Most of the about 390 million people infected with the dengue virus every year are asymptomatic or have few symptoms. But for the approximately 5% of people who progress to severe disease, the consequences can be life-threatening. Yet clinicians have struggled to pinpoint who is at risk of progressing to this stage.
Now, a team led by Stanford Medicine researchers has identified a set of genes that can predict with striking accuracy people who are at high risk of severe dengue, complications of which include shock, bleeding, organ injury and sometimes death.
The results, published online March 28 in Genome Medicine, show that a readout of the activity of eight genes linked to the immune system can flag which patients should remain under clinical observation and which can be discharged because they’re at low risk of severe dengue.

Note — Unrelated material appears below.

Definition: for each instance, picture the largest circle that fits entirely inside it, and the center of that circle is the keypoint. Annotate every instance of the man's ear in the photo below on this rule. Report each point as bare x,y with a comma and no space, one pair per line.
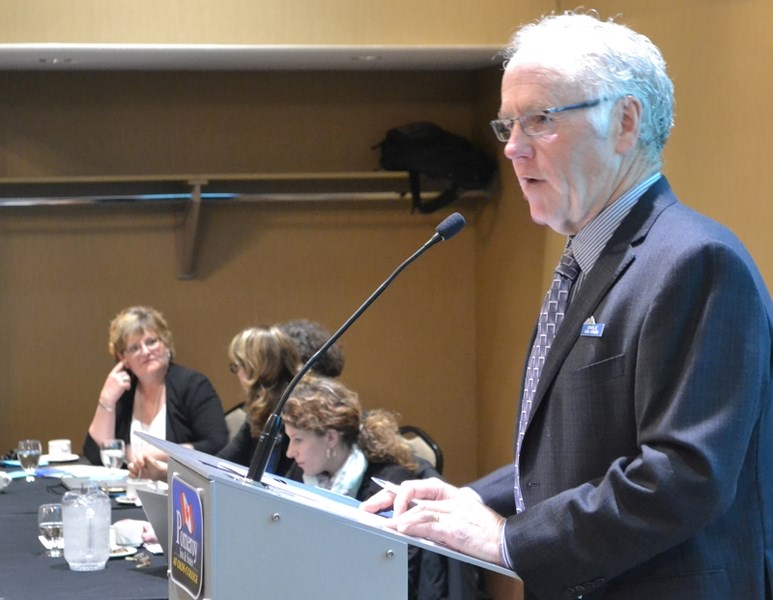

Physicians currently rely on a set of “warning signs” published by the World Health Organization to determine which patients require medical attention. However, they catch only about three-fourths of all the people who progress to severe dengue and incorrectly flag about 60% of cases, leading to hospitals being overburdened with patients who will not experience the more serious symptoms, said Purvesh Khatri, PhD, a Stanford Medicine associate professor of medicine and of biomedical data science.
“There are about 50 million people every year who end up having these warning signs while infected with dengue,” said Khatri, a senior author of the study. “And if you end up putting all of them in the hospital, that is a lot of resources wasted.”
“Having a biomarker that can effectively predict which patients will progress to severe dengue will also help select dengue patients for clinical studies aimed at evaluating antiviral strategies, and guide treatment decisions once such therapies are approved,” said Shirit Einav, MD, a senior author of the study and associate professor of medicine and of microbiology and immunology at Stanford Medicine.
The test showed a marked improvement in performance compared with the WHO guidelines: It correctly flagged 86% of the patients who progressed to severe dengue, while halving the false positive rate, from about 60% to 30%. Not only was the test more reliable but it also flagged five patients who exhibited no warning signs at the clinic — four of whom progressing to severe dengue within days.
“In any other situation, the doctor would have said, ‘Go home, it’s just a fever,’” Khatri said. “And we could say, ‘No, don’t send them home, they are going to end up having a severe outcome.’”
Khatri and his colleagues plan to develop an assay that can be distributed to clinics, allowing physicians to determine if patients with dengue infection are at risk of progressing to severe dengue. For a virus that infects hundreds of millions of people each year in more than 130 countries, such a test could be revolutionary, Einav said.
With global warming, it's only a matter of time before we see this virus more prevalently in the United States.
There are signs that the dengue virus, a mosquito-borne illness, will continue to infect more people each year, Einav said: “With global warming, it’s only a matter of time before we see this virus more prevalently in the United States.”
Although the eight genes the researchers identified appear to be linked to the immune system, there are still questions about why those genes are linked to severe dengue outcomes, Khatri said. But there are clues: One of the genes is highly expressed in neutrophils, a type of white blood cell that appears in large numbers in patients with sepsis. Another gene appears to inhibit the development of natural killer cells, immune cells that play an essential role in fighting against tumors and viral infections. Khatri and his team plan to continue to study these genes.